One of life’s most beautiful compensations: No one can sincerely try to help another without helping themselves. Ralph Waldo Emerson

It is sad that this wonderful experience had to end, but it’s not as sad as the idea that our daily reality is not always one of delight and growth. Life feels hard, and complicated, and stressful, and sometimes exhausting. But the truth is that we make it that way. We shape our lives into exactly what they are. We are not like the ocean waves – tossed and thrown by the wind and current. Rather, we are like the wind, we are the force that moves the world around us. We become victims only when we accept ourselves as such.

There is such a fire in my heart to share with others what I’ve come to appreciate from a trip like this, but I think it’s easier said than done. I think the best thing I can do is keep living my dreams, keeping challenging others, keep showing people that life is what we make of it and we are not by-standers, but participants and controllers (if we choose to be). You can’t easily force a reluctant animal out of it’s cage, but you can leave the door open and show it the way out.

I’m happy to say that we’ve moved past the stage of friendly acquaintance with the Tougas family. We’re no longer shaking hands, but embracing each other upon our visits and departures, and I know it’s a good thing when the kids ask us to sleep over “just one more night, puh-leeeeease.”

This is why I train – why we train. Family, Fun, Adventure.

To your health and success,

Fitness Professional

6 Responses

  1. What a great trip John, and some fantastic and very meaningful observations.
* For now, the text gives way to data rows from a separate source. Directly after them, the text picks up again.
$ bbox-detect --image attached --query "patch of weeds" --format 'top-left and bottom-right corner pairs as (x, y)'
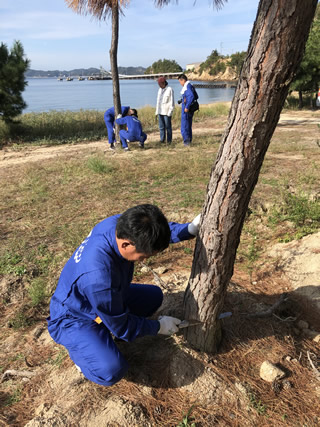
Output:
(298, 164), (319, 186)
(28, 278), (48, 307)
(248, 392), (267, 415)
(29, 245), (55, 276)
(260, 177), (279, 187)
(238, 227), (261, 280)
(183, 247), (193, 255)
(49, 349), (68, 367)
(268, 189), (320, 240)
(0, 252), (27, 277)
(86, 156), (115, 174)
(21, 173), (50, 201)
(8, 353), (25, 362)
(177, 406), (196, 427)
(8, 311), (32, 329)
(4, 386), (22, 406)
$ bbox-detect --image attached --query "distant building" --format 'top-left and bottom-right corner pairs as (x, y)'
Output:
(186, 62), (202, 71)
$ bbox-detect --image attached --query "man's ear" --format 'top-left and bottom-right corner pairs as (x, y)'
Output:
(121, 240), (134, 250)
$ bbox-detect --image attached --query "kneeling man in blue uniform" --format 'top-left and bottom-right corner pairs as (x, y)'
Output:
(104, 105), (131, 150)
(116, 109), (147, 150)
(47, 204), (200, 386)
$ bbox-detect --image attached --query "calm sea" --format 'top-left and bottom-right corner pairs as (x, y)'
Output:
(23, 78), (235, 113)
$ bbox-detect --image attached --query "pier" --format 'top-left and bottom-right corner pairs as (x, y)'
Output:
(193, 82), (237, 89)
(119, 72), (182, 80)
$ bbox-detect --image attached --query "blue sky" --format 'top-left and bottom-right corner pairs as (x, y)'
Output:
(1, 0), (258, 71)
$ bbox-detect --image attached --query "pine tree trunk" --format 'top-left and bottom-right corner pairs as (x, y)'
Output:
(110, 1), (121, 141)
(183, 0), (318, 353)
(298, 91), (303, 109)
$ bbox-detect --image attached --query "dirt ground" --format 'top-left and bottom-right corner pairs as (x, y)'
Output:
(0, 110), (319, 426)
I can truly feel you emotions and energy through your words.

    I have experienced similar feelings through surfing and mountain biking, with the connection to nature or more I think more accurately the disconnection from the rat race or concrete jungle. In surfing, putting yourself into natures hands and dealing with the challenges that she throws at you, paddling further out, pushing yourself into larger waves, taking steeper drops, etc. or on the bike going deeper into the woods and taking steeper drops, going faster, harder than you have before, all with a definite possibility that if you are not physically or mentally ready, there could be serious consequences. And then in the middle of all this, just stopping and floating around, splashing yourself with water or hopping off the bike and sitting on a log and soaking it all in.
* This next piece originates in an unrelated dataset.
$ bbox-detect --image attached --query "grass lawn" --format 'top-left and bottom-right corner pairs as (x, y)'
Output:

    Heck, this re-connection with nature can even be as simple as laying down in the yard and looking up at the clouds on a nice day, pointing out the different shapes and creatures you see. I recently did this with my wife and our grand-kids and we both realized that it had been years since we had done that.

    Again, thanks for the story and inspiration John, you took the experience and broke it down even further into great observations and analysis (kinda’ CST stylee eh?).

    Keep the stoke!

    • Thanks Dusty. If I’ve inspired you, then I’ve done my job. My father is an electrical engineer, and I think I got some of his analytical neurons that become apparent in my writing :-)
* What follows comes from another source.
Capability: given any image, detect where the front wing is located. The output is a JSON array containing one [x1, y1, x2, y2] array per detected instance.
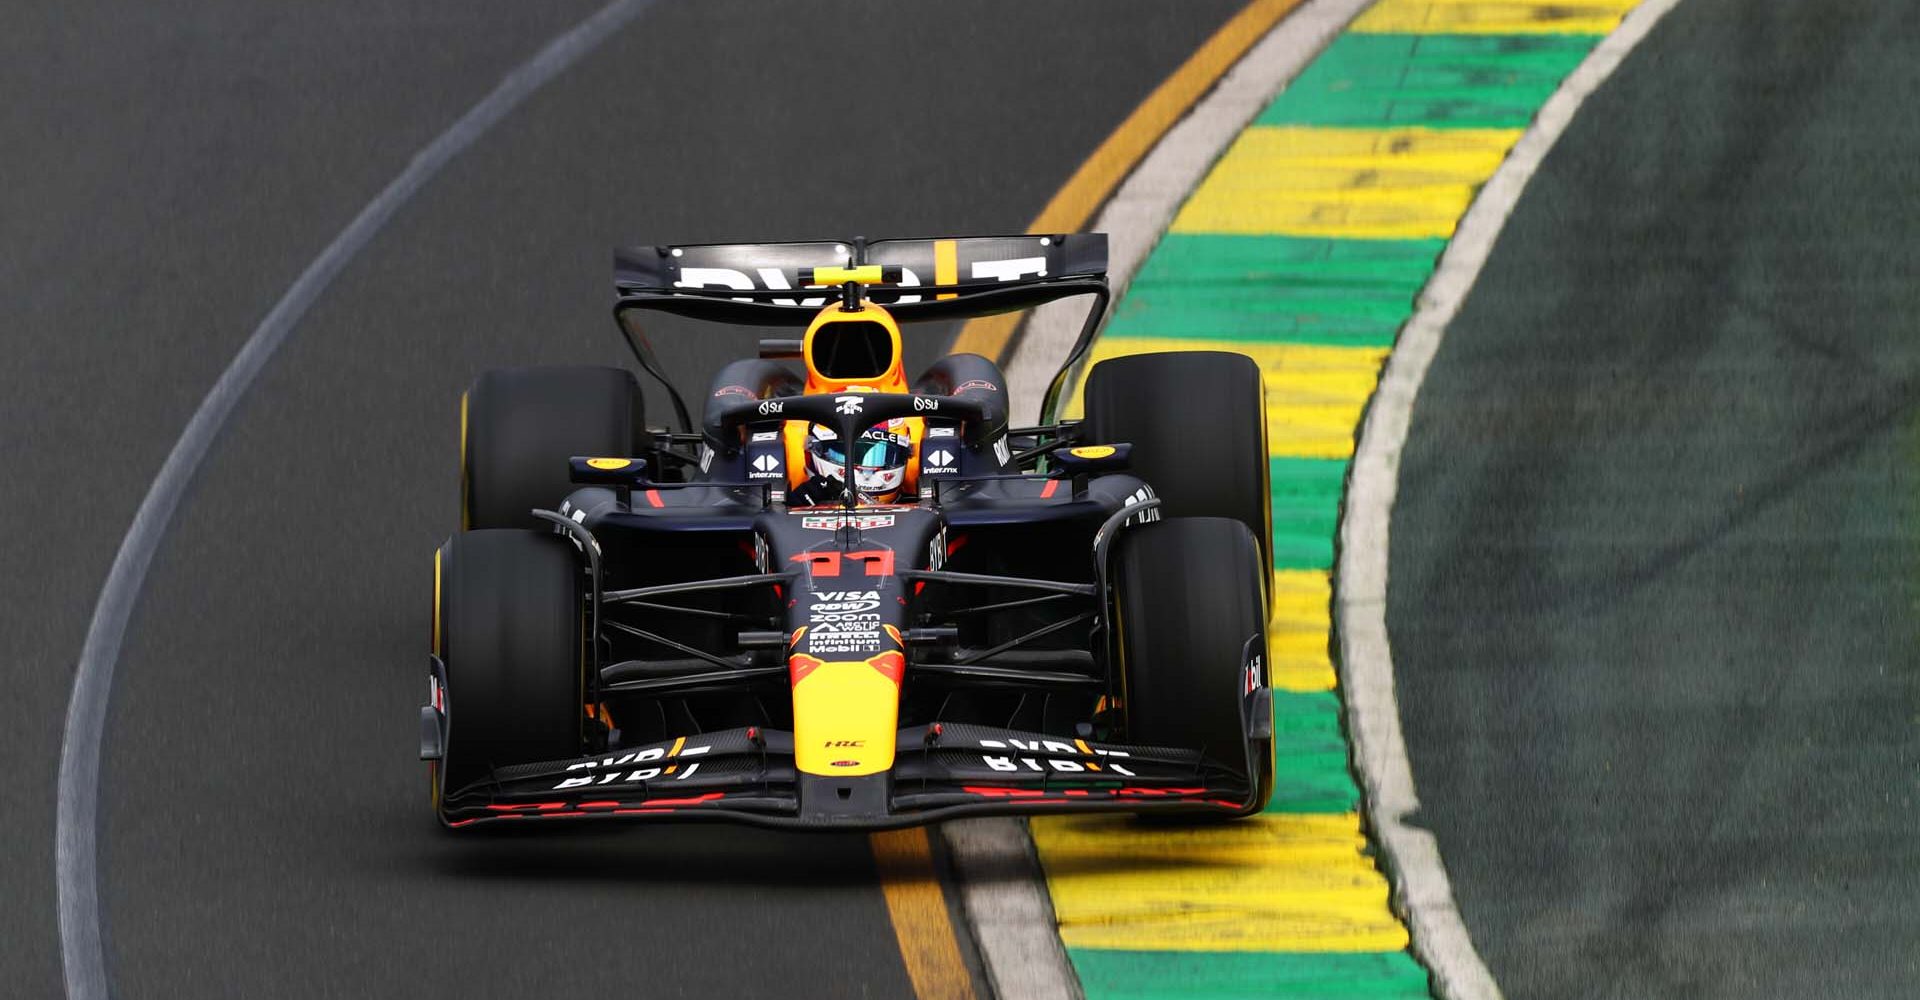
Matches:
[[439, 723, 1258, 830]]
  2. I am really glad to have found your blog as you are a great source of inspiration and everything you say in your blogs resonates a lot with me.

    I adore camping. I was an Air Cadets and I remember how it was to go to survival camps and you are basically working ALL THE TIME. Not just 9 to 5, but the moment you wake up you work: finding wood for the fire at night, making sure the shelter we build is still strong and sturdy and adjust it if required, etc etc etc. We didn’t hunt but we had one can of food to share with 5 people per day. You had no choice BUT to find your second, third and fourth wind in order to stay energized and wake to do what is necessary.

    So, with this background, I believe that we are indeed meant to be outside. I go crazy when I go on a hiking trip. I can’t stand driving. I believe it makes people lazy and, to a certain extent, un-civilized.

    Road rage is something I experience on a daily basis here in Mexico City, and even back in my home town Montreal. People get histerical, impatient and words and fits are flying out and make people behave outside the norm.

    We don’t see this in nature. I don’t see animals yelling at each other because some other animal was in the way or because it cut him off.

    I know I exaggerate but I do believe that we are animals with a conscience, although I think that the conscience is basically thrown out the window.

    Anyway, going back to the topic at hand, I’m glad to have found your blog and I do have a goal to turn my lifestyle around to be more “basic”, go on hikes, walk more than drive, etc etc etc. Like you say, to have a “´physical living”. Even if the culture here in Mexico makes that hard, I do plan to find ways around that challenge.

    Thanks for this great post and for being a source of inspiration to me. I slowly am finding myself back with the help of your blogs.


  3. Alistair

    I recently discovered your website & have enjoyed reading your blogs, i even did my first yoga class on Saturday after reading your blog on yoga, well it was a P90X yoga DVD but it was tough!!! it sure showed me my weaknesses!

    Back to this great post, you’ve really taken me back to my childhood & early 20’s when i spent more time with nature, the feelings of connectedness with nature & a disconnection with the consumerist world we occupy.

    As odd as this may sound a lot of your points resonated with me from my time in the military & how we were taught if we were overweight, unfit & not in control of our own bodies, then we were nothing more than a liabilty to not only ourselves, but those around us. You’re part of growing number of fantastic trainers online helping me break free of the gym & get back to real training thats beneficial to me holistically & not just about creating show muscle.

    Thanks again for such an enlightening fresh outlook on training & connecting with nature.

    One last thing John, you’re dog, what breed is he? I’m thinking an Akita, but im not sure? He’s a beautiful bog btw

    • Hi Alistair,

      Thanks for you comment. You’re right – our dog, Ronin, is a purebred akita. Good guess! His long coat throws people off sometimes. It’s considered a fault in the breed, but I think he’s all the more handsome for it. We get a lot of “is he a chow?” – but he’s about twice as big as a chow :)

      I’m glad that you’re enjoying the site and that you’ve started some yoga because of it. Keep it up!

      Your service in the military is a perfect example of that last point. We’re all here for service, whether we have a “service” job or not. Service to our family and friends, to our community, and country, among other things. If we’re in poor health, then our ability to serve is hindered, and I don’t ever want to be in that position.

      Thank you for serving in our military, and let me know if there’s anything you’d like me to write on.